Le manque
de compétence linguistique des jeunes ne favorise pas l'ouverture du pays à la
mondialisation
Journaliste économique
Parce
qu'il est mal maîtrisé et peu adapté aux relations commerciales avec l'Europe,
l'arabe classique, imposé dans l'enseignement, freine l'insertion
professionnelle des jeunes diplômés.
Comme
une évidence. Leur indépendance acquise, l'Algérie, le Maroc et la Tunisie ont
choisi d'arabiser leur enseignement pour contrebalancer l'acculturation imposée
par l'ancienne puissance coloniale. Tous ont fait de l'arabe classique
- qu'il ne faut pas confondre avec les dialectes souvent utilisés dans la
vie courante - leur langue officielle.
Faibles en français... et en arabe
Un
demi-siècle plus tard, les experts dénoncent fermement les dégâts de cette
politique à marche forcée. Au moment où le chômage des jeunes atteint un niveau
record, et alors que le français demeure une langue prépondérante dans le
milieu des affaires au Maghreb, cette situation pénalise principalement les
diplômés de l'enseignement supérieur."Une réforme de l'éducation est
indispensable. Nous n'arrivons pas à sortir de cette transition entamée depuis
l'indépendance", note avec dépit Farouk Moukah, directeur général de
l'Institut international de management (Insim) d'Alger. Et d'ajouter : "En
fin de cycle universitaire, de nombreux diplômés sont faibles en français et en
arabe. Ce qui réduit leurs chances d'embauche."
"nilingues"
Le
phénomène a pris tellement d'ampleur qu'on qualifie désormais ces étudiants de
"nilingues". "La faiblesse en langue des nouvelles générations
est un gros problème en Algérie. Ce manque de compétence linguistique ne
favorise pas l'ouverture du pays à la mondialisation", déplore Mohamed
Benrabah, professeur de linguistique anglaise à l'université
Stendhal-Grenoble 3 (France).
Devenu
une langue étrangère à part entière, le français est enseigné à partir de la
troisième année de primaire à raison de trois heures par semaine et de cinq heures
l'année suivante. Les matières scientifiques sont également étudiées en arabe.

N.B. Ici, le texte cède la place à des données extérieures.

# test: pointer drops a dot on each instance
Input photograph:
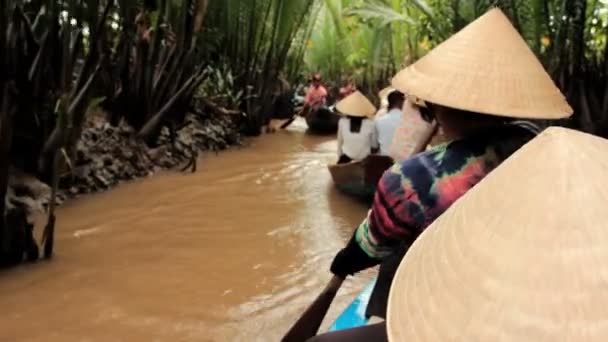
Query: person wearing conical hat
(383, 96)
(316, 96)
(357, 137)
(477, 85)
(513, 261)
(412, 133)
(386, 125)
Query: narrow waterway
(234, 252)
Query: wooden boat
(354, 315)
(359, 178)
(322, 121)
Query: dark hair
(428, 115)
(395, 98)
(355, 123)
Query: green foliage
(258, 40)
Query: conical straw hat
(486, 68)
(356, 104)
(384, 92)
(523, 256)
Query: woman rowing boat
(476, 85)
(357, 136)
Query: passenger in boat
(356, 131)
(317, 94)
(413, 193)
(413, 132)
(383, 96)
(348, 89)
(387, 124)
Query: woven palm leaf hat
(356, 104)
(383, 94)
(485, 68)
(523, 256)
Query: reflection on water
(234, 252)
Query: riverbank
(107, 156)
(233, 252)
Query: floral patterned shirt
(413, 193)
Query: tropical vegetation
(147, 63)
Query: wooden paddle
(310, 321)
(308, 325)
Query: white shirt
(358, 145)
(386, 125)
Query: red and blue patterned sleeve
(394, 217)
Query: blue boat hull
(354, 315)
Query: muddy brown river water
(234, 252)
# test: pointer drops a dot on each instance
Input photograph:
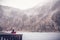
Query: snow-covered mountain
(38, 19)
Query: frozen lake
(40, 35)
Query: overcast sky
(23, 4)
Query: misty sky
(23, 4)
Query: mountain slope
(38, 19)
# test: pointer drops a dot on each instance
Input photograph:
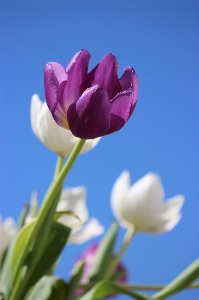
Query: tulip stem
(126, 241)
(60, 161)
(48, 201)
(144, 287)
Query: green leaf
(11, 259)
(180, 282)
(34, 271)
(49, 288)
(58, 214)
(106, 288)
(75, 278)
(55, 243)
(103, 254)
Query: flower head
(53, 136)
(142, 204)
(90, 104)
(7, 231)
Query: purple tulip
(90, 104)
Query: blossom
(53, 136)
(7, 231)
(90, 104)
(88, 257)
(142, 204)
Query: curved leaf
(106, 288)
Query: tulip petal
(82, 234)
(55, 79)
(77, 73)
(119, 195)
(73, 199)
(35, 108)
(105, 75)
(89, 117)
(142, 204)
(123, 106)
(53, 136)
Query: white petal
(7, 231)
(82, 234)
(142, 204)
(35, 108)
(56, 138)
(144, 200)
(119, 197)
(73, 199)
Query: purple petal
(123, 106)
(127, 78)
(89, 117)
(77, 74)
(55, 79)
(105, 75)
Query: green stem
(60, 161)
(48, 201)
(127, 239)
(144, 287)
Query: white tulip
(83, 229)
(142, 204)
(56, 138)
(7, 231)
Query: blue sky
(160, 40)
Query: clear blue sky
(160, 40)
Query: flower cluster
(85, 105)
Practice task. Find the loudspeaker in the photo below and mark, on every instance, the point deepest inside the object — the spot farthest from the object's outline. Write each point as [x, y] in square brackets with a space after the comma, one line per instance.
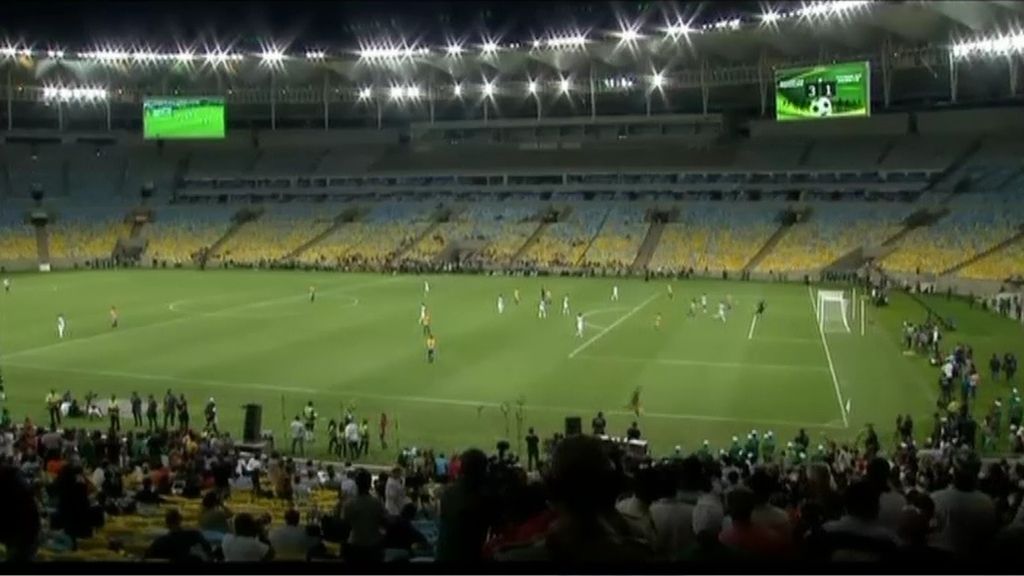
[573, 425]
[254, 422]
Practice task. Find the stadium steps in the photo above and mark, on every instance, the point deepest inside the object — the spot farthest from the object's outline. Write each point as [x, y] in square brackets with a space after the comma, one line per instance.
[339, 221]
[768, 246]
[600, 227]
[648, 246]
[985, 253]
[534, 238]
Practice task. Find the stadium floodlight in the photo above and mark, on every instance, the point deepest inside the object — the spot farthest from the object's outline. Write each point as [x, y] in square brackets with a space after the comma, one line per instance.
[271, 55]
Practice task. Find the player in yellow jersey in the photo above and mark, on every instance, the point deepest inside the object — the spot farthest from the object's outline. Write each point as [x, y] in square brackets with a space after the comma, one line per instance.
[431, 348]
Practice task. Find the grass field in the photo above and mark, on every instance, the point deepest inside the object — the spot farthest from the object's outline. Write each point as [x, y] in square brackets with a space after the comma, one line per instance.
[200, 120]
[253, 336]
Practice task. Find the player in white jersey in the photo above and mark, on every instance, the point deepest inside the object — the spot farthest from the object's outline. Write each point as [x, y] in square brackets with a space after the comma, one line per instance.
[721, 312]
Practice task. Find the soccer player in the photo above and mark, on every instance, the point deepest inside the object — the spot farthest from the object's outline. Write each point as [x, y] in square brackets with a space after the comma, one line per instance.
[431, 348]
[426, 323]
[721, 312]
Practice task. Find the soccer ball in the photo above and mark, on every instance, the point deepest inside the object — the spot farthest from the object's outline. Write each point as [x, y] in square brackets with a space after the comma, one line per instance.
[821, 107]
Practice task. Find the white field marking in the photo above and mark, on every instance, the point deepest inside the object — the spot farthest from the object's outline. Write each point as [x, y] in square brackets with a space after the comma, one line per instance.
[600, 334]
[179, 319]
[832, 367]
[176, 307]
[736, 365]
[387, 398]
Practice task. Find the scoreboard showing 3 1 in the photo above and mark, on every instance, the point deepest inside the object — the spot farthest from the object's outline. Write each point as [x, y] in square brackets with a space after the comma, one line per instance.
[839, 90]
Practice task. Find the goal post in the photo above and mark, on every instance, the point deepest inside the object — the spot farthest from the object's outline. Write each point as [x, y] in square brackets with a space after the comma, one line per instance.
[834, 311]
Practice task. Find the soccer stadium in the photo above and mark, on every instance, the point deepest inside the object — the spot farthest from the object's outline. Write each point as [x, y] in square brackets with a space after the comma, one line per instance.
[590, 284]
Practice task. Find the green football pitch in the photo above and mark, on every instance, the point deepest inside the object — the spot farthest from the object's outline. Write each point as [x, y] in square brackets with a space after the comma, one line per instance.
[253, 336]
[192, 122]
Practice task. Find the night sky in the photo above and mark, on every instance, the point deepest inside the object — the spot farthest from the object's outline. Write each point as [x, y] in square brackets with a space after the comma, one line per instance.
[82, 24]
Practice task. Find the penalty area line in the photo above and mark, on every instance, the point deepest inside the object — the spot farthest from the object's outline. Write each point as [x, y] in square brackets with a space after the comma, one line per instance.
[601, 334]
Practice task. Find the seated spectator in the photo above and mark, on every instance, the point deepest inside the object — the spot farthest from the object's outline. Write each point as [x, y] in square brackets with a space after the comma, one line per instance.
[179, 544]
[245, 544]
[214, 517]
[291, 541]
[743, 537]
[858, 535]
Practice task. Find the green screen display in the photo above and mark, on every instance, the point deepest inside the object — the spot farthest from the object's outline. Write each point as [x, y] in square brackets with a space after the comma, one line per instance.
[839, 90]
[183, 118]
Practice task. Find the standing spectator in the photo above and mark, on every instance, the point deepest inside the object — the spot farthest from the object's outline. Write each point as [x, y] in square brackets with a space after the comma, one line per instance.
[170, 409]
[466, 511]
[151, 413]
[298, 433]
[136, 409]
[245, 543]
[966, 517]
[291, 541]
[367, 520]
[394, 492]
[532, 450]
[178, 544]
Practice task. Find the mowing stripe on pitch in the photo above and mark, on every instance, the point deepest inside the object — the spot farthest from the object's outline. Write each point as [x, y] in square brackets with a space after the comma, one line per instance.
[832, 367]
[600, 334]
[411, 399]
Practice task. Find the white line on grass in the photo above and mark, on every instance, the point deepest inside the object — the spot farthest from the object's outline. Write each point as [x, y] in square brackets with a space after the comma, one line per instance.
[410, 399]
[832, 367]
[675, 362]
[179, 319]
[600, 334]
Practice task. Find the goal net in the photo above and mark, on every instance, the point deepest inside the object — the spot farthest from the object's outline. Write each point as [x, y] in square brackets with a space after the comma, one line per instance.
[834, 311]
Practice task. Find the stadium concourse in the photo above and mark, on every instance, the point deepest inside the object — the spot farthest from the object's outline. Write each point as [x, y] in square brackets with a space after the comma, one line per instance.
[654, 324]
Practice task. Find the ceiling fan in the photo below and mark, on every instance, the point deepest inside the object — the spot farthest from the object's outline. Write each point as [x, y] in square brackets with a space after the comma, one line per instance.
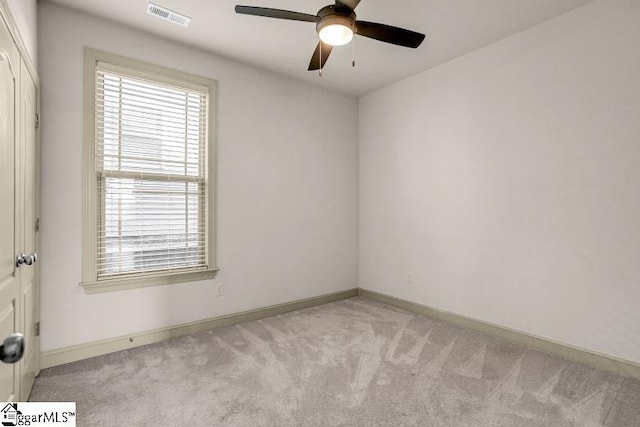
[336, 24]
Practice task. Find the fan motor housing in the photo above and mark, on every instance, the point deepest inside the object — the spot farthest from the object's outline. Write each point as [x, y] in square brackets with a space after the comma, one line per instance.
[330, 15]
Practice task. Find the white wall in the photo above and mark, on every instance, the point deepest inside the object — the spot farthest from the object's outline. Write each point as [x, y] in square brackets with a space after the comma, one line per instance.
[287, 188]
[508, 182]
[25, 15]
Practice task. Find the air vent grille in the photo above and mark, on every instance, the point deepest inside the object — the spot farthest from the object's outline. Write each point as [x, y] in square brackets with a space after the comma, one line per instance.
[168, 15]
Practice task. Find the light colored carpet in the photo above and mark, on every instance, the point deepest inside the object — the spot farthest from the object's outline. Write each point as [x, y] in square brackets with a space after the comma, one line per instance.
[351, 363]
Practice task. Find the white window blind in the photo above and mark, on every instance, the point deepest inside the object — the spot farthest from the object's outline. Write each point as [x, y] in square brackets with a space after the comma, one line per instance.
[151, 174]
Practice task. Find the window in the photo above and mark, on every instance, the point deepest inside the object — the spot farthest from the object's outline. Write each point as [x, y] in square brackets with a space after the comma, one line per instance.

Ce qui limite le champ de recherche des étudiants à l'université, car une
grande partie des ouvrages de référence ne sont disponibles qu'en français ou
en anglais. Faut-il y voir une conséquence directe? Seulement 20 % des
étudiants valident leur première année dans les facultés de sciences.
Au
Maroc, l'arabisation - imposée dans le primaire puis le secondaire à
partir des années 1980 - fait aussi débat. Son bilan est pourtant moins
dramatique qu'en Algérie, où la guerre d'indépendance a provoqué un repli
idéologique vers l'arabe. Sans parler des effets positifs de la présence
importante des écoles de la Mission laïque française et du poids du secteur
touristique dans l'économie.
Grand malaise
"Je
ne vois pas l'intérêt d'enseigner en arabe à l'université. Cela ne prépare pas
au monde du travail. Nous demandons un retour à la francisation depuis
2004", déclare néanmoins Asmae Benthami, professeure à la Faculté des
sciences juridiques, économiques et sociales, à Salé, dépendant de l'université
Mohammed V-Souissi de Rabat. "Personne n'ose dire qu'il faut revenir
à un enseignement bilingue, voire trilingue, si on veut que les étudiants
puissent suivre leurs cours en anglais ou en français à l'université",
renchérit Jawad Kerdoudi, président de l'Institut marocain des relations
internationales.
Pour
Karim Bernoussi, PDG d'Intelcia, société marocaine spécialisée dans
l'outsourcing (externalisation), "le système éducatif marocain vit un
grand malaise, dû aux multiples réformes non abouties. Et l'arabisation a eu un
impact très négatif".
Mieux
lotie que ses voisins, la Tunisie bénéficie d'un système d'enseignement
bilingue où le français n'a jamais réellement disparu. "La Tunisie est le
pays qui a le mieux conduit son arabisation, car celle-ci y a été conçue et
réalisée dans un cadre de bilinguisme arabe-français et dans un esprit de
valorisation du passé et d'ouverture au monde moderne et laïc", estime le
Français Gilbert Grandguillaume, anthropologue et spécialiste du Maghreb et du
monde arabe. Mais, là encore, pas de miracle, la langue française est de moins
en moins bien maîtrisée, selon un rapport publié en 2010 par l'Organisation
internationale de la francophonie.
Il ne s'agit pas de remettre en cause l'arabisation au Maghreb,
mais de réinsérer ce mouvement dans un cadre de multilinguisme et d'échanges.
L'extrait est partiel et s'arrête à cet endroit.